Sample PDF Manuscript for Protocol Submission

Manuscript Title: Isolation and Culture of Human Adipose-Derived Mesenchymal Stem Cells (AD-MSCs)

Author(s): Jane A. Smith¹, John B. Doe¹,²*
Affiliations:
¹ Laboratory of Regenerative Medicine, University of Science
² Department of Biomedical Engineering, Advanced Tech Institute
*Corresponding Author: [email protected]

1. Abstract

This protocol provides a detailed, reliable method for the isolation and expansion of human adipose-derived mesenchymal stem cells (AD-MSCs). The procedure involves the mechanical mincing and enzymatic digestion of lipoaspirate or adipose tissue samples, followed by filtration, centrifugation, and culture in a standard growth medium. This method consistently yields a high number of viable, multipotent MSCs that are positive for standard surface markers (CD73, CD90, CD105) and capable of trilineage differentiation.
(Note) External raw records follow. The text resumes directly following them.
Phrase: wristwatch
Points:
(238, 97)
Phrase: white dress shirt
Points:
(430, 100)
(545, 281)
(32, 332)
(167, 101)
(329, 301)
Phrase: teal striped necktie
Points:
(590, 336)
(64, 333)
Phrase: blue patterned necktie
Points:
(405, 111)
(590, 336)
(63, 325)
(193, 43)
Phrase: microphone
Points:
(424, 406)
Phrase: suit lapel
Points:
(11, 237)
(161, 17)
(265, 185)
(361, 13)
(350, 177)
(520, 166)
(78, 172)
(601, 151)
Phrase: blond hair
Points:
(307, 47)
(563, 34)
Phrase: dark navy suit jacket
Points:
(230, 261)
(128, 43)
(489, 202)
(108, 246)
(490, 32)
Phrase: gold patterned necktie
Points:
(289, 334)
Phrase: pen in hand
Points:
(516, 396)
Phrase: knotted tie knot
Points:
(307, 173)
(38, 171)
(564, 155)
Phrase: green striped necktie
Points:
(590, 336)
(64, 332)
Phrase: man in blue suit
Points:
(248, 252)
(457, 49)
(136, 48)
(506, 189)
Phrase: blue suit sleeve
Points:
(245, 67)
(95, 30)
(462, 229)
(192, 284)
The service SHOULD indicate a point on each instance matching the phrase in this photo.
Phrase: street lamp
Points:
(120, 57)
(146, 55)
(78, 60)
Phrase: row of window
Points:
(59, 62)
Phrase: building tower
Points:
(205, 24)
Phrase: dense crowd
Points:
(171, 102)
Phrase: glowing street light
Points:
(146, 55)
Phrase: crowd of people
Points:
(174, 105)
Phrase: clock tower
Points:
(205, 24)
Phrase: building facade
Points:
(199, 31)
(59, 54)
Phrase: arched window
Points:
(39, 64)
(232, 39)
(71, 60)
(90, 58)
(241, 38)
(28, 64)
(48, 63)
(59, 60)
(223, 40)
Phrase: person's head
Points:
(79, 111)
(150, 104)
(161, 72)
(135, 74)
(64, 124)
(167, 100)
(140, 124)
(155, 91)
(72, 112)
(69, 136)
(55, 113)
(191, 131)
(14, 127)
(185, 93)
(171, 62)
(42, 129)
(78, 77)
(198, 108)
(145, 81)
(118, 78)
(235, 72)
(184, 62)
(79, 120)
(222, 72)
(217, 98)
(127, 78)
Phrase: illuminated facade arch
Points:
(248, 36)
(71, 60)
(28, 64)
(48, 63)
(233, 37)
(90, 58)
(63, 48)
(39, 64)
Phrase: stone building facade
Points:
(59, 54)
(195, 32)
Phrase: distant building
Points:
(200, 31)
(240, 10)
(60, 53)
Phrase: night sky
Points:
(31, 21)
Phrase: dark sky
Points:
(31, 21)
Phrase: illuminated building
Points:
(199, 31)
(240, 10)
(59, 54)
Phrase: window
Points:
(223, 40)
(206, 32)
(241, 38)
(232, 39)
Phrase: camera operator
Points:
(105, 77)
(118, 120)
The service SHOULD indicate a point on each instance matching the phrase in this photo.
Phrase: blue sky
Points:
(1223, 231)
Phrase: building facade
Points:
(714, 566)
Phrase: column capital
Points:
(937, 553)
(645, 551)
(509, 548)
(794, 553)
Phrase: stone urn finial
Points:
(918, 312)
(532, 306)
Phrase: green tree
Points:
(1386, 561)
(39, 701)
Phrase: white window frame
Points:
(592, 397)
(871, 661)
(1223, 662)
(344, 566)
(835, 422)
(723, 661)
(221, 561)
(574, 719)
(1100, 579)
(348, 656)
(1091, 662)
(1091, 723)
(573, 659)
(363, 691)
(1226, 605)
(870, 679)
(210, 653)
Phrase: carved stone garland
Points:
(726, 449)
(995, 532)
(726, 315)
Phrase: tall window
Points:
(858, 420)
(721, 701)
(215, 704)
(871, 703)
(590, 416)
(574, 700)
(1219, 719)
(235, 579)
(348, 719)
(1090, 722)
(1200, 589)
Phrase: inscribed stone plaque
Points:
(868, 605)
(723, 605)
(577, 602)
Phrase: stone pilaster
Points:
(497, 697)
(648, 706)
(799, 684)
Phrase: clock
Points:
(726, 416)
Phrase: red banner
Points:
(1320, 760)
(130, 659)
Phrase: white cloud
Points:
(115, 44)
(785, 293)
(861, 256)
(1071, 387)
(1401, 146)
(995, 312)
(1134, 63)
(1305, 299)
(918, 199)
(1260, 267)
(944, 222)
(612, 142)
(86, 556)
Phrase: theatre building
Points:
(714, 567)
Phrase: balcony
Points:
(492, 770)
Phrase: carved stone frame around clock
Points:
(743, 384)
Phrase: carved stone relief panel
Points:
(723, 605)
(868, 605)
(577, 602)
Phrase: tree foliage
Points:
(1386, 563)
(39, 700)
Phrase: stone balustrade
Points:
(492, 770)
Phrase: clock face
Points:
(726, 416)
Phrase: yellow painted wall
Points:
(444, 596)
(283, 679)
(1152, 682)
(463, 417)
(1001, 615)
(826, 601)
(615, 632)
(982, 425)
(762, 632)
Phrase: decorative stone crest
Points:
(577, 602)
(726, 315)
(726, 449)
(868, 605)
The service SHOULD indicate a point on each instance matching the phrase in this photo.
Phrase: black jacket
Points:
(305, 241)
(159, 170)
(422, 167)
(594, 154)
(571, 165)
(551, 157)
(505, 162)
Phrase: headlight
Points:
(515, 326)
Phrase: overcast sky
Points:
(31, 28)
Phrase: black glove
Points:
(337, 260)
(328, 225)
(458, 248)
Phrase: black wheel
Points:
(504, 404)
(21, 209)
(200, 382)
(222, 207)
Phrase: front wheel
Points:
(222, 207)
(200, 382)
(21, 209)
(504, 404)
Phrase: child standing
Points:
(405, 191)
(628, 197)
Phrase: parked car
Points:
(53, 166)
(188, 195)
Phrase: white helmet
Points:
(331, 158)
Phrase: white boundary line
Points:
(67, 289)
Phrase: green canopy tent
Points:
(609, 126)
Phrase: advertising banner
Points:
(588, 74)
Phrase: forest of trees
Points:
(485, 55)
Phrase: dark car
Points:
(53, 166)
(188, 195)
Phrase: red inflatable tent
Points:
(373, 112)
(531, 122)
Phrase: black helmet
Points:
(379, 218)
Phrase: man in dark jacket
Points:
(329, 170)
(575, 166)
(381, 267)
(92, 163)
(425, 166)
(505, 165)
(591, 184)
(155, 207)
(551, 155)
The standardized nature of this protocol makes it a valuable tool for applications in regenerative medicine, tissue engineering, and in vitro disease modeling, enhancing reproducibility across different laboratory settings.

2. Introduction

Mesenchymal stem cells (MSCs) are multipotent stromal cells with the capacity to differentiate into osteoblasts, adipocytes, and chondrocytes. While bone marrow was the traditional source, adipose tissue has emerged as an alternative, abundant, and easily accessible source of MSCs. Existing protocols for AD-MSC isolation can vary significantly, leading to inconsistencies in cell yield, purity, and functionality.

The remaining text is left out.